Puis vint la seconde guerre mondiale, interrompant de nombreuses activités académiques, y compris celles de la SFU. Les années 1950-1980 auraient pu être l’occasion d’une grande participation scientifique de la SFU. En effet avec l’apparition après la guerre, des antibiotiques et de la réanimation, cette période fut celle des exploits chirurgicaux en urologie. Les comptes rendus des séances en font état, mais les publications importantes sont faites ailleurs. La SFU souffrait aussi alors de la concurrence de journées de présentations et discussions organisées par plusieurs grandes équipes nationales et aussi de la création de clubs générationnels (de 20 à 30 membres) qui témoignaient cependant du dynamisme de la spécialité dans notre pays (le 1er club d’urologie fondé en 1974 à l’initiative de J. Cukier a fourni 14 présidents de congrès de l’AFU et le CUP, formé peu après, en a déjà fourni 8 !).

Les années 80 ont vu plusieurs éléments bouleverser notre spécialité, la lithotritie extracorporelle et la diffusion du PSA allaient conduire à une transformation de la pathologie et de la pratique urologique. L’intérêt de l’industrie pharmaceutique pour notre spécialité allait modifier rapidement les techniques et les lieux de la transmission du savoir. Le temps d’une société savante qui n’organise pas de grand congrès était révolu.

Heureusement, en France, l’Association française d’urologie a dans les années 80 trouvé un deuxième souffle qui a considérablement dynamisé l’urologie française puis francophone.

L’entrée dans le troisième millénaire justifiait une réflexion existentielle des membres de la SFU-SFG.

Le changement de nom de la société décidé en 2002 supprimait toute ambiguïté.
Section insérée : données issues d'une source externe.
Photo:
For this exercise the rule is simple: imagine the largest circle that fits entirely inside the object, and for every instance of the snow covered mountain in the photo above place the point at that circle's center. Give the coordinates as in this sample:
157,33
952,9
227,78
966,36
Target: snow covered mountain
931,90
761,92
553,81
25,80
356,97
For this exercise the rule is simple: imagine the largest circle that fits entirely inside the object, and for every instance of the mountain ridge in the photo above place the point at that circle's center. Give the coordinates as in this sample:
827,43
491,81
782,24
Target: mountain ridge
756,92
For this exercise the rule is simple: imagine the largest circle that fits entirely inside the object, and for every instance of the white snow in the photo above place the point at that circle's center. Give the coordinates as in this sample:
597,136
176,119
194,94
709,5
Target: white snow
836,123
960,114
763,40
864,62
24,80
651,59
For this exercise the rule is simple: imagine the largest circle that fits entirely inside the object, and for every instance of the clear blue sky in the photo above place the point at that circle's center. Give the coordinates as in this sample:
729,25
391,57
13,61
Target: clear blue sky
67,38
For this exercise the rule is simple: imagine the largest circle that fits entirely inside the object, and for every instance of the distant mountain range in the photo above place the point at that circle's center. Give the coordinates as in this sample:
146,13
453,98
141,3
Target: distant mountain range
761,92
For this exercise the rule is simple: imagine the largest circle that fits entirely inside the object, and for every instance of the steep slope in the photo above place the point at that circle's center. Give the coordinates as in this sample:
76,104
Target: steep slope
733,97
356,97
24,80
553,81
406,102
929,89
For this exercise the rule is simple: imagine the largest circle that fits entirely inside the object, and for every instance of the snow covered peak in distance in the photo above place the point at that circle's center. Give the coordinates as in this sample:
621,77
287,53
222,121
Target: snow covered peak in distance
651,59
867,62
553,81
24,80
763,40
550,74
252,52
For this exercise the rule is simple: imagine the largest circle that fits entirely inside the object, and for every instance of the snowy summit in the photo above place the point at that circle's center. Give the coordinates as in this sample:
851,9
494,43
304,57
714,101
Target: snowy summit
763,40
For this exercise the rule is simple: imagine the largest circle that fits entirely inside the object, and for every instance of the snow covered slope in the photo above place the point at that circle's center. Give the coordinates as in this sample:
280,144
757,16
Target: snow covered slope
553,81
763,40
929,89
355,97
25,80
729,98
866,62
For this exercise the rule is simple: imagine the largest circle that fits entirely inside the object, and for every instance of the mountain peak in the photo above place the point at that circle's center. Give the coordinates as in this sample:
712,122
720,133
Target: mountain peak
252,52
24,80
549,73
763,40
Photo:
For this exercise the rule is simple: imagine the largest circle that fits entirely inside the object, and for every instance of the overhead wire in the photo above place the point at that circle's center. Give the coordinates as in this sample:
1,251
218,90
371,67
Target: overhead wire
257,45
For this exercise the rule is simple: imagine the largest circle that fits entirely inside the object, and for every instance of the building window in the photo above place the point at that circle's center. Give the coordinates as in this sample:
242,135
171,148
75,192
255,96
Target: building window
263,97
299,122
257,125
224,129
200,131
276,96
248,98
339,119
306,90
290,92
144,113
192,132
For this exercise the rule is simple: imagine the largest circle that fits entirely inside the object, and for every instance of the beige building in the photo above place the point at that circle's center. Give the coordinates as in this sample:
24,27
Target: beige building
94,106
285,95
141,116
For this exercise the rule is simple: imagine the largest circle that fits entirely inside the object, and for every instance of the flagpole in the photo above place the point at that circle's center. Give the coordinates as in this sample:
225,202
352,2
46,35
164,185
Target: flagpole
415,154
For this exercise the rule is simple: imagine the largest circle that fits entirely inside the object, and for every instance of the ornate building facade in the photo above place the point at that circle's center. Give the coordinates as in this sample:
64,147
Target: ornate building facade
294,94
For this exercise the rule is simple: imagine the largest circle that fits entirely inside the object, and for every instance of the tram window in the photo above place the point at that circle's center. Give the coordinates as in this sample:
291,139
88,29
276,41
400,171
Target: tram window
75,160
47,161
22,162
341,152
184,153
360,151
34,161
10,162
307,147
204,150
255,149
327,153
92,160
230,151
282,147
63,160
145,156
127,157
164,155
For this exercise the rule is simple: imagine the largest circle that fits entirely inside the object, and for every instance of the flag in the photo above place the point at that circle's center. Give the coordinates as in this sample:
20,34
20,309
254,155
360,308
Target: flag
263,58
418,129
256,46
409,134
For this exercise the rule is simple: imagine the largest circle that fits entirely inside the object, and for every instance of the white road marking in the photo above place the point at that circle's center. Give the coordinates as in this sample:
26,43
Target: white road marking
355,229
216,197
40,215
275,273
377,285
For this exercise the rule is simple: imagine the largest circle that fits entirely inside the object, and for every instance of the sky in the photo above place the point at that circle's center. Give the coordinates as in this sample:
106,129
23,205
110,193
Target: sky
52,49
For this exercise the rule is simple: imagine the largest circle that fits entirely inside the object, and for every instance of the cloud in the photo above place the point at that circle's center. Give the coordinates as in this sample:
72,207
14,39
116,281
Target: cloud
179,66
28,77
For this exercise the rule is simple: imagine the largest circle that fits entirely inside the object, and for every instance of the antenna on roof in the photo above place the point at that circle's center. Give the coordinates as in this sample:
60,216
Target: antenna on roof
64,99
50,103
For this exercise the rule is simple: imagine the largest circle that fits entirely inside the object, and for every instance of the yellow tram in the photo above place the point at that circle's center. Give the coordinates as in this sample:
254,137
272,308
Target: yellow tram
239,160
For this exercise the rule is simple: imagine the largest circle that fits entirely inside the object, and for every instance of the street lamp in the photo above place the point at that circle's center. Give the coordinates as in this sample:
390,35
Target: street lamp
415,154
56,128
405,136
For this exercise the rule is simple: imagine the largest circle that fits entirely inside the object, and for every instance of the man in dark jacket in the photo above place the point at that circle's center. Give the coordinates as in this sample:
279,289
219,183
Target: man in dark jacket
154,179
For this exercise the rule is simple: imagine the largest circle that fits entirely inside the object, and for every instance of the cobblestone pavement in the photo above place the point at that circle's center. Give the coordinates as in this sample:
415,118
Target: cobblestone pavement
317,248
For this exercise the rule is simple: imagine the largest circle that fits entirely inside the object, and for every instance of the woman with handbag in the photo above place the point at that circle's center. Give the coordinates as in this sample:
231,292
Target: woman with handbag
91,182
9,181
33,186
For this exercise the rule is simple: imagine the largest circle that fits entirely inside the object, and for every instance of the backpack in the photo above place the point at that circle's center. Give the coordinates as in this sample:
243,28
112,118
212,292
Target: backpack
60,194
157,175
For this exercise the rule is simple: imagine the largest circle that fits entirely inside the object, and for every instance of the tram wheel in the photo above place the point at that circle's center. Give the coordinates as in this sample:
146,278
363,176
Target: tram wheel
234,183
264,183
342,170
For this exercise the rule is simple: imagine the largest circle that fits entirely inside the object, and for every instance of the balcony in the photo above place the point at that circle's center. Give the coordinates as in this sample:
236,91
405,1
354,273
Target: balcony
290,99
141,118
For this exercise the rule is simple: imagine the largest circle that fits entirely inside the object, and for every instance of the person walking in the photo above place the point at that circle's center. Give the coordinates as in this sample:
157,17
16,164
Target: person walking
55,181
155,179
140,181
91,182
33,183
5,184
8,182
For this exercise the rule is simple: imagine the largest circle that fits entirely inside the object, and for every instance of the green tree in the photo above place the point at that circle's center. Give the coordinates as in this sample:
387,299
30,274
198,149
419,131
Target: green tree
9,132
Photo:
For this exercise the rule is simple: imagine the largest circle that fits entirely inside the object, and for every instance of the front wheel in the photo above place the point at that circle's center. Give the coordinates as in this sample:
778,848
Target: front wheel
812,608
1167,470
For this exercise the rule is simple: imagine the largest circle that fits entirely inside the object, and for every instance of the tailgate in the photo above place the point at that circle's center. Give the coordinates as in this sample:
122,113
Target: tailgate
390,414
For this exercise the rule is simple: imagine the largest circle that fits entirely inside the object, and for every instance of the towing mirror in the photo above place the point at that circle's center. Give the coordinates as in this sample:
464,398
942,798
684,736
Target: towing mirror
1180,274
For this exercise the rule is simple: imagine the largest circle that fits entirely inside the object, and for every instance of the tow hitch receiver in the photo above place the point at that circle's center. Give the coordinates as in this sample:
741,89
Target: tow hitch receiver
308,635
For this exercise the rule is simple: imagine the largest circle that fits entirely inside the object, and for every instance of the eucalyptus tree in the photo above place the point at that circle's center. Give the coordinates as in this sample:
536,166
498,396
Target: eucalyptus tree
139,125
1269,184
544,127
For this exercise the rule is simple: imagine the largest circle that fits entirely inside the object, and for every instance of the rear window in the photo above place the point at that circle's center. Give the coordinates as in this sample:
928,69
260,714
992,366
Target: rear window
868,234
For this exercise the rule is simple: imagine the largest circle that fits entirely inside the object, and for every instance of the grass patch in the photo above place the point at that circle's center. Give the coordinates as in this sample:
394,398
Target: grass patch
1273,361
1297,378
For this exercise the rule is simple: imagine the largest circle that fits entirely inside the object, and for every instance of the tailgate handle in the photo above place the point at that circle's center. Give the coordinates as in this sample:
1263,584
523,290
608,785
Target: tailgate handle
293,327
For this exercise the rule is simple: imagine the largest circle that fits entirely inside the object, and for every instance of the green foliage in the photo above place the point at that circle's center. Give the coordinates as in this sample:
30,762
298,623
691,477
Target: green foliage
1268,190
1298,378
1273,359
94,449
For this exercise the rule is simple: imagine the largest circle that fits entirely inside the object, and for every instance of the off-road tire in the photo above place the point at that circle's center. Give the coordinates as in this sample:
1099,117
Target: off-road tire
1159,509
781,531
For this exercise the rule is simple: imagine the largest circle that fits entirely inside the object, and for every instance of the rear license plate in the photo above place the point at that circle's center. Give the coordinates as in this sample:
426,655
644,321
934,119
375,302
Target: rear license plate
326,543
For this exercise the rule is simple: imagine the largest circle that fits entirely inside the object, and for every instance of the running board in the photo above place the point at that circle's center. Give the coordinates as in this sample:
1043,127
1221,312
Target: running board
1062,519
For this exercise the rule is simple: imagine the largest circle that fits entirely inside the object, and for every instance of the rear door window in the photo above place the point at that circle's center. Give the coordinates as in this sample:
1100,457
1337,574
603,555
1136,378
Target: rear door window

La décision de limiter le nombre de séances annuelles à 2 semblait raisonnable. Les coupler avec les réunions de ceux qui ont en charge l’enseignement de l’urologie paraissait une bonne initiative et peut-être une sorte de retour aux sources.
Cependant, du fait de la diversification de l’urologie et de l’évolution vers des spécialisations dans la spécialité, force est de constater que les discussions fructueuses et enrichissantes se font et se feront au sein de groupes de la même sous spécialité.

La présentation de cas cliniques suivie de discussions transgénérationnelles qui avait été un attrait de la SFU ne justifiait sans doute plus, à l’ère de l’internet, des réunions d’une société nationale.

SFG 2011

La majorité des membres de la SFG réunis en assemblée générale en décembre 2011 ont décidé à une grande majorité de dissoudre la SFG. La SFG appartient donc, à partir de cette date à l’histoire de l’urologie française.